Не скажи Петька про ночь, ему б, глядишь, и поверили. Но он сказал, и вредные наши старухи, разом загомонив, как дважды два доказали леснику, что он брешет, ибо какой дурак ночью пасёт коров, а раз дед был пастух, то чёрта ли лысого ему ночью в лес таскаться, коль он в том лесу и так день-деньской комаров лупит. Да и черники на Сдвиженье уже не бывает.
Потом припомнили и то, что после войны пастуху в Кремле вручали орден, и что, мол, не станет человек, который в сапогах товарища Калинина обнимал, ночью по болотам чернику жрать со всякими сволочами. Петька ещё пытался что-то доказать, но опытные наши бабки быстро его засыпали, заставив описать хотя б кикимору, не поминая про остальных.
Говорят, Петька описал такой странный подвид кикиморы, что бабки долго сначала хохотали, а потом сурово заявили, что ни одна из них таких кикимор не упомнит, и что, мол, в этом-то они смыслят получше Петькиного.
— Ага! — сказал Петька. — А пятнистых оленей вы упомните? Упомните?! — нет! А теперь их по лесам — пруд пруди.
На это ему опять же было заявлено, что пятнистых оленей к нам завезли в шестидесятых годах по решению государства, и что упаси его, Петьку, бог сказать где-нибудь, будто советское правительство завозило к нам когда-либо кикимор.
В общем, заклевали лесника. Обиделся Петька, вдарил соплёй оземь да и пошёл прочь. И про тот случай с пастухом больше не заикался…
***
— Ну и? – спросил я, задвигая занавеску. – Дальше-то что было?
— А! – спохватился Иван. – Ну и, чуешь, приехал я на ёй вчера до школы. А председатель дружины меня углядел и кричит: «Гля, який бюрохрат завелся! Все пионэры пешком, а этот аж на колэсах!» Ну и приводят же всех на собрание, кажут: «Ященков, мол, бюрохратом заделався. Сейчас на машине приехав, а годов через пять захотит государством управлять. Шо вы на это себе думаете?! Вот, мол, нехай ён сам объяснит, с откудова такий прыткий взявся».

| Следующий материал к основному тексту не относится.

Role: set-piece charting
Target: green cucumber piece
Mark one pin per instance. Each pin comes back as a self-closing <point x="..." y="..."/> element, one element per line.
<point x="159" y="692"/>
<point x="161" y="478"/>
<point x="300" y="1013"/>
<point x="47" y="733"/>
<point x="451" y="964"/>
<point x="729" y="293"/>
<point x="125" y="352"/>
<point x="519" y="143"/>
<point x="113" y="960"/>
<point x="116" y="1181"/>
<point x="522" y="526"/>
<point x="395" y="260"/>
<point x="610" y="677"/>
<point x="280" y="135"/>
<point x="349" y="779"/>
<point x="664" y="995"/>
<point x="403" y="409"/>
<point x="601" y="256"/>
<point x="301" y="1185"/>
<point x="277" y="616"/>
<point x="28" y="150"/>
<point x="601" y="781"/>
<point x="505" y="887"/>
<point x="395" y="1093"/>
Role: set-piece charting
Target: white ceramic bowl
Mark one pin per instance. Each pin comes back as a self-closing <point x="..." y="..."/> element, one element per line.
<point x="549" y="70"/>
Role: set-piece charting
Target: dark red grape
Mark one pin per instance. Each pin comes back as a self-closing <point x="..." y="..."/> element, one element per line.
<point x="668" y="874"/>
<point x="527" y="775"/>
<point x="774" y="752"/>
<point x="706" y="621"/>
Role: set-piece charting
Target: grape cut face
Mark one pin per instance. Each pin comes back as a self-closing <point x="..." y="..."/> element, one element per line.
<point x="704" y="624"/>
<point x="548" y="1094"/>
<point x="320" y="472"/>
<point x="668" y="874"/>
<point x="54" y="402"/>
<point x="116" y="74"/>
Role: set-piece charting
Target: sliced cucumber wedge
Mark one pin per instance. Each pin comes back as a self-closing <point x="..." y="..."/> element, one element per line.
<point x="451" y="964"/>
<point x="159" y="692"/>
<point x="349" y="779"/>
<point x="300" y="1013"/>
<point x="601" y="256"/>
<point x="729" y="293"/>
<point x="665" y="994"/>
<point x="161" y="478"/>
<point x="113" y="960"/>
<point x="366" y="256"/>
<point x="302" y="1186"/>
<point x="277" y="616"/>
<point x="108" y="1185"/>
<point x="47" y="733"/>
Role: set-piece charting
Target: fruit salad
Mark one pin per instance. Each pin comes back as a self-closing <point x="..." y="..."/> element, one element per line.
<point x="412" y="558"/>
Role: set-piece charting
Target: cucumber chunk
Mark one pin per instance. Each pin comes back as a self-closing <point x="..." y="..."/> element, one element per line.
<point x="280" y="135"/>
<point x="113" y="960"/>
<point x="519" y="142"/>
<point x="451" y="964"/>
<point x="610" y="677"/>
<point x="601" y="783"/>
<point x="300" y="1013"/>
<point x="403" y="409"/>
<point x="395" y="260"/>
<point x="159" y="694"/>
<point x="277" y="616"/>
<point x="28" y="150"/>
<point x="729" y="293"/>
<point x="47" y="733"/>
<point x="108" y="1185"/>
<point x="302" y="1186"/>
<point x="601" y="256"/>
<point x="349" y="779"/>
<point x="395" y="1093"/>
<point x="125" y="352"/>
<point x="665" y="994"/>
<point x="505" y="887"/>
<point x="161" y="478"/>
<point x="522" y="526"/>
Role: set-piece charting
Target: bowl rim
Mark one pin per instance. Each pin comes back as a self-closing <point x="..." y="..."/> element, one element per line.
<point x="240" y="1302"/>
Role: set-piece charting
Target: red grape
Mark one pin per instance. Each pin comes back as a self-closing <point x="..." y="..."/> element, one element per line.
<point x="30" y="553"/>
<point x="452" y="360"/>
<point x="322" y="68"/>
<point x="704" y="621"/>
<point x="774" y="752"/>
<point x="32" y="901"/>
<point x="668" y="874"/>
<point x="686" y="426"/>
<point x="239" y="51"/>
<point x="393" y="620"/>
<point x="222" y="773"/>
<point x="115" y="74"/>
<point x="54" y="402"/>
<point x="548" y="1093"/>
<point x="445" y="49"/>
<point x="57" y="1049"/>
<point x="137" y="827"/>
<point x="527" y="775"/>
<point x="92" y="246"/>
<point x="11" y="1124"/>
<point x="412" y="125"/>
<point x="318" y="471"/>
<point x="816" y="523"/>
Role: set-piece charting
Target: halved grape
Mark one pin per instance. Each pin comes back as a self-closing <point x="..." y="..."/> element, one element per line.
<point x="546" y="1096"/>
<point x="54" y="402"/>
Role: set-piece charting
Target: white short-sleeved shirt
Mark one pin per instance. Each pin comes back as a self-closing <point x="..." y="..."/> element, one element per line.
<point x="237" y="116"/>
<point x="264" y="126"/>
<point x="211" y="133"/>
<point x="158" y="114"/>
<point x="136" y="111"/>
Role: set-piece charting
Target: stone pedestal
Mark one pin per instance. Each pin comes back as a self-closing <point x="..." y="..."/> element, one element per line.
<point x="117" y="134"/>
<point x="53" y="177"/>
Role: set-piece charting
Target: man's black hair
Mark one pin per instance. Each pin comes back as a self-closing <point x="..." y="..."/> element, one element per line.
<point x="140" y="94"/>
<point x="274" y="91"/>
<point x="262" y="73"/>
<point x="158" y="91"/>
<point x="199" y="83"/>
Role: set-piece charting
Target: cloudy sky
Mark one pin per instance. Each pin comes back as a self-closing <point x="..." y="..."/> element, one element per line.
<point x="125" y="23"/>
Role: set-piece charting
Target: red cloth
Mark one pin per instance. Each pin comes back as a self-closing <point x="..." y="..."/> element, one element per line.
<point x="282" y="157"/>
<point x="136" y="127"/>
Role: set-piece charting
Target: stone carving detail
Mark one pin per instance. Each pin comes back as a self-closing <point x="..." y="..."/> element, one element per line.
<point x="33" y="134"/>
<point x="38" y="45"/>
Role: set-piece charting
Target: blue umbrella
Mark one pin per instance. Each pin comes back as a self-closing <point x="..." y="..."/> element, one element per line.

Я им: «Потяпкина кобеля, кажу, на тое государство нема! Ну який с мене бюрохрат?!» Тут, Сань, шо началось! Председатель и так психованный, а тут совсем оглумел, орёт: «Мы, мол, счас всей дружиной проголосуем, дак тебя за такие слова, шо ты на страну Потяпкина кобеля спускаешь, в тюрьму и посодют!» Прямо страшно!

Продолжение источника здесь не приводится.